Ancak farklı meslek dallarının kendiliğinden kıymet sahibi olup olmadığı ve hangi işin ne kadar takdire şayan olduğu şu anda tartıştığım konunun bir parçasını oluşturmuyor. Şu anda Mösyö de Lamartine ve onun bu argümanını alkışlayanlara göstermem gereken şu: Bir yanda aktörlerin ihtiyaçlarını karşılayanların kazandıkları ücretleri görenler, öbür yanda vergi veren vatandaşların ihtiyaçlarını karşılayanların ettiği zararları da görmelidir. Bunu göremeyenler servetin yeniden dağıtımıyla, kazanç kavramlarını karıştırıyorlar demektir ve bu yüzden de mizah malzemesi olmayı hak ederler. Fikirlerinin mantıklı olduğunu düşünüyorlarsa, talep etmeleri gereken sonsuz sübvansiyondur; çünkü bir frank da olsa, yüz milyon frank da olsa aynı mantığın geçerli olması gerekir.

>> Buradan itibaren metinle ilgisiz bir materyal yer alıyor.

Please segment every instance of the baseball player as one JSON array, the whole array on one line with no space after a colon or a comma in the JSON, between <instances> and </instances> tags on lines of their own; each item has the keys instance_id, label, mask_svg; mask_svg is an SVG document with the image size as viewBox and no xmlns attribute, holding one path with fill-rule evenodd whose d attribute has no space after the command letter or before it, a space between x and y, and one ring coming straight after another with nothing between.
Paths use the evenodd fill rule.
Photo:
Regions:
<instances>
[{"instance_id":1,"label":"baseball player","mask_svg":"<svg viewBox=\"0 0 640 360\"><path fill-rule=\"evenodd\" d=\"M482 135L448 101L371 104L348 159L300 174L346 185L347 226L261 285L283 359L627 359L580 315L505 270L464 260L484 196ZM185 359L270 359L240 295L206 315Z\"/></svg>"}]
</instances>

Baylar, konu vergilere geldiğinde alınacak vergilerin verimli bir şekilde kullanılacağını makul gerekçelerle kanıtlayın, şunun gibi içler acısı argümanlarla değil: ‘’Kamu harcamaları, çalışan sınıfı ayakta tutuyor.’’ Bu önemle bilinmesi gereken gerçeği gizlemek gibi bir hataya yol açıyor: Kamu harcamaları, özel harcamaları başka bir yere aktarmaktan başka bir şey değildir ve neticede bir sektör çalışanının ötekisi yerine desteklenmesi anlamına gelir, ancak bir bütün olarak çalışan sınıfın mevcut durumunu ileri götürmez. Argümanınız çok popüler ama bir o kadar da saçma, çünkü akıl yürütme tarzınız yanlış.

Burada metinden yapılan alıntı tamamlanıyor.